AMD thesis for this iron condor
The market-implied 1-standard-deviation range for AMD extends from approximately $422.69 on the downside to $652.01 on the upside. A AMD iron condor is a delta-neutral premium-collection structure that pays off when AMD stays inside the inner short strikes through expiration; the wing width should reflect the trader's tolerance for the maximum loss scenario where the underlying breaches an outer strike. Current AMD IV rank near 97.30% sits in the upper third of its 1-year distribution, which historically reverts; this raises the bar for premium-buying structures and lowers it for premium-selling structures on AMD at 74.43%. As a Technology name, AMD options can move on sector-level news flow (peer earnings, regulatory updates, industry-specific macro data) in addition to AMD-specific events.
AMD iron condor positions are structurally neutral / range-bound; the modeled P&L assumes European-style exercise at expiration and ignores early assignment, transaction costs, dividends paid before expiry on the stock leg (when present), and the bid-ask spread on the listed chain. AMD positions also carry Technology sector concentration risk; news flow inside the sector (peer earnings, regulatory shifts, supply-chain headlines) can move AMD alongside the broader basket even when AMD-specific fundamentals are unchanged. Short-premium structures like a iron condor on AMD carry tail risk when realized volatility exceeds the implied move; review historical AMD earnings reactions and macro stress periods before sizing. Always rebuild the position from current AMD chain quotes before placing a trade.
Frequently asked questions
- What is a iron condor on AMD?
- A iron condor on AMD is the iron condor strategy applied to AMD (stock). The strategy is structurally neutral / range-bound: An iron condor sells a call spread and a put spread at strikes outside spot, collecting net premium that is kept if the underlying stays inside the inner short strikes. With AMD stock trading near $537.35, the strikes shown on this page are snapped to the nearest listed AMD chain strike and the premiums come straight from the end-of-day bid/ask midpoint.
- How are AMD iron condor max profit and max loss calculated?
- Max profit equals the net credit times 100 inside the inner strikes; max loss equals wing width minus credit times 100. Two breakevens at inner strikes plus and minus the credit. For the AMD iron condor priced from the end-of-day chain at a 30-day expiry (ATM IV 74.43%), the computed maximum profit is $1,827.50 per contract and the computed maximum loss is -$672.50 per contract. Live intraday quotes will differ as the chain moves through the trading session.
- What is the breakeven for a AMD iron condor?
- The breakeven for the AMD iron condor priced on this page is roughly $491.73 and $583.28 at expiration, derived from end-of-day chain premiums.

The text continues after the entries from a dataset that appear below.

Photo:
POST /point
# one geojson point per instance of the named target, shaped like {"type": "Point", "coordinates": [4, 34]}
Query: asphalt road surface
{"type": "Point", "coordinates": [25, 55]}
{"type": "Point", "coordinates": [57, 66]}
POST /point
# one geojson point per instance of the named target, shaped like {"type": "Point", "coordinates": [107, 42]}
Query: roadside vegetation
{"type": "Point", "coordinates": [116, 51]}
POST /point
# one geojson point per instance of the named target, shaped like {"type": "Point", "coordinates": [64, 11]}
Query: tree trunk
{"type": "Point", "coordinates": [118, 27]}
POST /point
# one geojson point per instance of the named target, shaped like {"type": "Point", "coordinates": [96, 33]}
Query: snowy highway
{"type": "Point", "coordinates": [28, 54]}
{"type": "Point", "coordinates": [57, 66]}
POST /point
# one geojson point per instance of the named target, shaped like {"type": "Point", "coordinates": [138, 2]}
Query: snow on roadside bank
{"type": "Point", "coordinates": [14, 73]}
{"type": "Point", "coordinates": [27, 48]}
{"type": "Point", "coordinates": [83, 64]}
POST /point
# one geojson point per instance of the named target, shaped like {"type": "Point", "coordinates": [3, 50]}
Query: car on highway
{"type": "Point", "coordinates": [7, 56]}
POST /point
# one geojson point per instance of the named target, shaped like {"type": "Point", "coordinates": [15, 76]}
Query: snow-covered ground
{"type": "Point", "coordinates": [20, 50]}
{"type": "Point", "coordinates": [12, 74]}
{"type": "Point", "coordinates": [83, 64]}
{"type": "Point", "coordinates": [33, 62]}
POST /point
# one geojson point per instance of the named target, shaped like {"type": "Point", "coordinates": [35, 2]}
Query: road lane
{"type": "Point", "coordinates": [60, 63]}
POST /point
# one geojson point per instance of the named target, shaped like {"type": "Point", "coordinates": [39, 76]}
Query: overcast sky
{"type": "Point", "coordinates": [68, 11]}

Breakeven is the underlying price at which the strategy's P&L crosses zero ignoring transaction costs and assignment risk. The current AMD market-implied 1-standard-deviation expected move is approximately 21.34%; if the move sits well outside the breakeven distance, the structure's risk-reward becomes correspondingly tighter.
- When should you consider a iron condor on AMD?
- Iron condors on AMD are a delta-neutral premium-collection structure that profits if AMD stock stays inside the inner short strikes; short strikes typically sit near 1 standard deviation from spot.
- How does current AMD implied volatility affect this iron condor?
- AMD ATM IV is at 74.43% with IV rank near 97.30%, which is elevated relative to its 1-year range. Premium-selling structures (covered call, cash-secured put, iron condor) generally look more attractive when IV rank is high; premium-buying structures (long call, long put, debit spreads) are more expensive in that regime.